In many respects, the proceeding in Los Angeles, which wound up before Gruen in November, was a mini-version of the $10-million, 5-year-old McMartin molestation case in which Peggy Ann Buckey’s brother, Raymond Buckey, 30, and mother, Peggy McMartin Buckey, 61, face 65 counts of molestation and conspiracy.
Although such quasi-judicial proceedings usually take days, Buckey’s hearing lasted nearly three months, during which Gruen heard 39 witnesses testify about reports of child molestation at the now-closed McMartin school.
Closed Doors
The state presented a “statement of issues” accusing Peggy Ann Buckey of touching the private parts of four former McMartin pupils, now in their early teens, who were questioned behind closed doors. She was also accused of taking pictures of naked children and killing birds, rabbits, turtles and a horse to embellish warnings not to tell their parents.
Wagner charged in final arguments that the four youthful witnesses had been “trained” in their responses by Children’s Institute International, a Los Angeles child-abuse treatment center that interviewed 400 McMartin students in late 1983 and early 1984 about alleged molestation incidents from 1978 through 1983.
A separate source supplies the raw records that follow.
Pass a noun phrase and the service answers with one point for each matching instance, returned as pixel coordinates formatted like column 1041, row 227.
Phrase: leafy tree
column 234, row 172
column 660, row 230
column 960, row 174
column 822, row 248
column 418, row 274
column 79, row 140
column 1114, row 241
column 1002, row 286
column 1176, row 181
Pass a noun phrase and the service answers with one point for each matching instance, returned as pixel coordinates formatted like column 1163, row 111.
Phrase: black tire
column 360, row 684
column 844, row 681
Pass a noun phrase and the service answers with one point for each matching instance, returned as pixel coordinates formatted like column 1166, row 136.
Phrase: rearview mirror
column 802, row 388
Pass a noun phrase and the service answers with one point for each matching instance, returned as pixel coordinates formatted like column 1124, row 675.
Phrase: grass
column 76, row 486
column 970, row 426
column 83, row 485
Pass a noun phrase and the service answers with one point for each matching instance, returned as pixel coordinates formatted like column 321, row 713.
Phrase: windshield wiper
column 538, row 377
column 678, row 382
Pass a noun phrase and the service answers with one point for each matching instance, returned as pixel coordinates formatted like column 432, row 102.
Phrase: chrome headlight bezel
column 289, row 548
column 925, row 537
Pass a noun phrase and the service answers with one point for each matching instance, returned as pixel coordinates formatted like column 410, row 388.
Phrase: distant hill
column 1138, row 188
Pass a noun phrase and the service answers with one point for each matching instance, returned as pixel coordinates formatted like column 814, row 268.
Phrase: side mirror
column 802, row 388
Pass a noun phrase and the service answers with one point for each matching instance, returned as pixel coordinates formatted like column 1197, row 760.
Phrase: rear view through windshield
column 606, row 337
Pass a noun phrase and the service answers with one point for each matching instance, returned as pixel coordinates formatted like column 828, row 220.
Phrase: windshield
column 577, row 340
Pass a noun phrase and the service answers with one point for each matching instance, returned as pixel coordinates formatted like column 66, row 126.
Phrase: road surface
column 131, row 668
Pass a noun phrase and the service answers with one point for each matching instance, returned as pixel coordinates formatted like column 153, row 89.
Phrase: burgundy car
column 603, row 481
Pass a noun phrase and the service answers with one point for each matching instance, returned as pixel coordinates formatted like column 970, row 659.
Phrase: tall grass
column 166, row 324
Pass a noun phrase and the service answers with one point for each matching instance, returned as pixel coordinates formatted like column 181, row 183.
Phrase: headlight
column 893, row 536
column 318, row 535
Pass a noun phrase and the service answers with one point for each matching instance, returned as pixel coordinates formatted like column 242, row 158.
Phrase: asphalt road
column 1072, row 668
The defense lawyer challenged the “bizarre” aspects of their testimony, including reports of satanic rites at a nearby church, nude games played in the open, secret rooms and tunnels under the school, visits to a mortuary and a cemetery where bodies were dug up and an airplane ride to farms where animals were killed.
Youthful Witnesses
Deputy Atty. Gen. Stephanie Wald, who represented the credentialing committee, argued in reply that the youthful witnesses were consistent in their accounts of molestations, including descriptions of being undressed and asked to pose, of being tied up in the same manner and of threats that accompanied the killing of animals.
In reaching his opinion, Gruen said he found that the state had failed to offer enough evidence to raise the presumption of fact. He was particularly critical of taped interviews of the child witnesses, finding that they demonstrated “a pervasive use of leading and suggestive questions.”
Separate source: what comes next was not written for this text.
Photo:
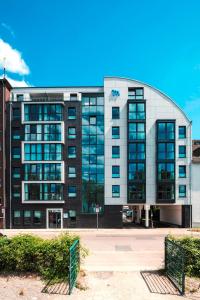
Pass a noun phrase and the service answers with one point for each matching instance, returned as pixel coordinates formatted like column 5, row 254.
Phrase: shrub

“Such techniques on the part of the interviewers quite likely affected the ability of the children to render a complete, accurate and truthful account of events which took place at the McMartin School,” Gruen wrote.
“Other forms of improper questioning were used and included the use of multiple-choice questions, which impliedly assumed that the children had a memory of one fact or another, when it was not shown in the first instance that the children had a memory of any of the facts at all. The interviews were conducted with an attitude that it was evident to the interviewer that wrongdoing had taken place at the McMartin School.”
‘Careful Process’
Gruen found that the manner in which the interviewing agency had questioned the children was “an inadequate substitute for the vigorous and careful process of examination for the ascertainment of truth or falsity.”
The judge said there was “no credible evidence” in the hearing record to corroborate testimony by the child witnesses that they had been taken to a church, where satanic rites were supposedly conducted.
“To the contrary,” he said, “evidence provided by the minister of the church in question demonstrated that no such practices or occurrences took place at the church at any time.”
He noted that children had described secret tunnels, secret rooms and trap doors at the McMartin school, but that in fact an investigation by the Los Angeles County district attorney’s office had failed to find them. He found that the testimony of the state’s child witnesses “lacked internal consistency and credibility.”
After reading Gruen’s recommendation Thursday evening, Peggy Ann Buckey expressed confidence that the jurors hearing charges against her mother and brother will agree with Gruen’s appraisal of evidence in the McMartin case.